Antonio D’Enrico, meglio conosciuto con il patronimico “Tanzio”, viene indicato con un nomignolo che deriva, probabilmente, dal dialetto di Alagna: “Anz” identifica il nome italiano “Giovanni”, ovvero il nome di suo padre. Della formazione giovanile, precedente al viaggio a Roma del 1600, sappiamo poco. Possiamo ipotizzare che, essendo l’ultimo di sette fratelli, sia stato seguito dal fratello maggiore Giovanni e iniziato prima all’arte scultorea e, in un secondo tempo, a quella pittorica.
Certo è che, nell’anno del Giubileo, partì per la capitale e conobbe le opere di Caravaggio e di altri caravaggeschi (come Serodine, Gentileschi) che entreranno a far parte del suo modo di dipingere, tanto da fruttargli l’appellativo di “Caravaggio delle Alpi”. In Italia centrale Tanzio rimarrà una quindicina di anni circa.
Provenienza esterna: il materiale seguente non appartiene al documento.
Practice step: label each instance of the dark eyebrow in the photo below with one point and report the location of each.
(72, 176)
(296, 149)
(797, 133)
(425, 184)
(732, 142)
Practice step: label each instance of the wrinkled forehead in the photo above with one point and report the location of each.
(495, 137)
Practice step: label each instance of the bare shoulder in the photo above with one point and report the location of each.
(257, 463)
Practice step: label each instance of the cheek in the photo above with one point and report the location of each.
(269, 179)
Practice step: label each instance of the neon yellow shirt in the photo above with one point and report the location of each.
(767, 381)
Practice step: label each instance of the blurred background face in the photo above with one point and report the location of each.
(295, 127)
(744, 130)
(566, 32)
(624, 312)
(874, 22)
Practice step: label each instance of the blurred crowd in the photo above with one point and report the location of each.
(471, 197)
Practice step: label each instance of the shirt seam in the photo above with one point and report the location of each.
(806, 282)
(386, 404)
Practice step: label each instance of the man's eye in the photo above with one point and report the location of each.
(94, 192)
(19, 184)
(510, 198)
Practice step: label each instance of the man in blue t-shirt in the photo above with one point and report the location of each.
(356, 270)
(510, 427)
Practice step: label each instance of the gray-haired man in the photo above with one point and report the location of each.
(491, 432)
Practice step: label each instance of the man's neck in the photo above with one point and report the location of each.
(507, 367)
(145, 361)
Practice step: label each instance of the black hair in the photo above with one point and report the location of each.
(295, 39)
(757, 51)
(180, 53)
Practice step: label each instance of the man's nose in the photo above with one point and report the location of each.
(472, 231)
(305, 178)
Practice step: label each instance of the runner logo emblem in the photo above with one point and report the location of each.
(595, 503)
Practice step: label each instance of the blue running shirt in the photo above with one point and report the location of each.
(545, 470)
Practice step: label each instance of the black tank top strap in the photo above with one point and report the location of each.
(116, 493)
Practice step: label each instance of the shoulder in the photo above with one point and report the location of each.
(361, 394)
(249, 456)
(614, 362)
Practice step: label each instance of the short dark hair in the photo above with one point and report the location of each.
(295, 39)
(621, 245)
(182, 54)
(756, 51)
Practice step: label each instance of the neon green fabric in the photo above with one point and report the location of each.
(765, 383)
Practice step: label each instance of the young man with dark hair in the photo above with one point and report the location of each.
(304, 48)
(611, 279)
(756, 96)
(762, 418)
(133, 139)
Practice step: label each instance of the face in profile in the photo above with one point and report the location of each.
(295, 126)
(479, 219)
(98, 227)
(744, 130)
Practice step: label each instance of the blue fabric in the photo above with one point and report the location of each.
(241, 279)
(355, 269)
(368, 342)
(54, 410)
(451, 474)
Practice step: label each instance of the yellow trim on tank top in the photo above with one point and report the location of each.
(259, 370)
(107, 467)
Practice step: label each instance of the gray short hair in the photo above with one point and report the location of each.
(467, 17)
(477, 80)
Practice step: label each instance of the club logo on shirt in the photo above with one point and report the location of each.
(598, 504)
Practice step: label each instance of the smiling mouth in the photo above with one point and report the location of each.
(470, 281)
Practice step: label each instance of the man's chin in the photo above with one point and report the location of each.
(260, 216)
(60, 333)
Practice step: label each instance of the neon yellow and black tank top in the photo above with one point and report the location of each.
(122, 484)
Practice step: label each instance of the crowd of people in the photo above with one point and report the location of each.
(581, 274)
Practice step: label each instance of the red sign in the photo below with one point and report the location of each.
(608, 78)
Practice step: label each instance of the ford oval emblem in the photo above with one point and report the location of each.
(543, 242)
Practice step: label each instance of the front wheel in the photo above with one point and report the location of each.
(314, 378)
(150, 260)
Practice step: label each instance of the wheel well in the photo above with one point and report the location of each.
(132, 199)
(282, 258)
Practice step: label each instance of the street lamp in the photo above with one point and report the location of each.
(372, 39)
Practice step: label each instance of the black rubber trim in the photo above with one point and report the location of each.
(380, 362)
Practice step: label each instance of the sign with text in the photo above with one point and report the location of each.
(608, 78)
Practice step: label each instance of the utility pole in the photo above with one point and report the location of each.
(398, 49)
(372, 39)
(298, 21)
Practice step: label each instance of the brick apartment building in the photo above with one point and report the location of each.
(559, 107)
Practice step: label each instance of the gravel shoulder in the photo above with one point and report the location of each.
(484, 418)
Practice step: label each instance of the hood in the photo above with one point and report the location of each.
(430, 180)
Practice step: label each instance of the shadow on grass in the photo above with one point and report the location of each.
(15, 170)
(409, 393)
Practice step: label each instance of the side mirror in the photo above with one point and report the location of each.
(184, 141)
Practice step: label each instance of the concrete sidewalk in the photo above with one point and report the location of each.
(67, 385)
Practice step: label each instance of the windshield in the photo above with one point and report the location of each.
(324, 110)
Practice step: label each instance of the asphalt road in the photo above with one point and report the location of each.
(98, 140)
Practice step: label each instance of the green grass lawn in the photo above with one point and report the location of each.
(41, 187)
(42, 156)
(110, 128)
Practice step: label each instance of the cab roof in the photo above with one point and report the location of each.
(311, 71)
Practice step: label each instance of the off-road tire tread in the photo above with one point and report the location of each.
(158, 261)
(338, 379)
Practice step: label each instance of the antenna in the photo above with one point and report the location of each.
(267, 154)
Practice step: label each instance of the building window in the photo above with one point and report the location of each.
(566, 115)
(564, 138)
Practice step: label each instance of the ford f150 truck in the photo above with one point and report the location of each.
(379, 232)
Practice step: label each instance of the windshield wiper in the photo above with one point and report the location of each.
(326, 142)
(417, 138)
Tornato in Valsesia, si occupò intensamente di opere nelle quali il suo stile, di un verismo vigoroso, si coniuga a un’indagine cruda della miseria umana.
La sua acuta personalizzazione caravaggesca nel ritrarre il dato reale rivela un’inclinazione verso il secondo manierismo lombardo-piemontese dei contemporanei lombardi (Cerano, Morazzone, Procaccini). Si spense a soli 58 anni, nel 1633, nel convento di Santa Maria delle Grazie a Varallo.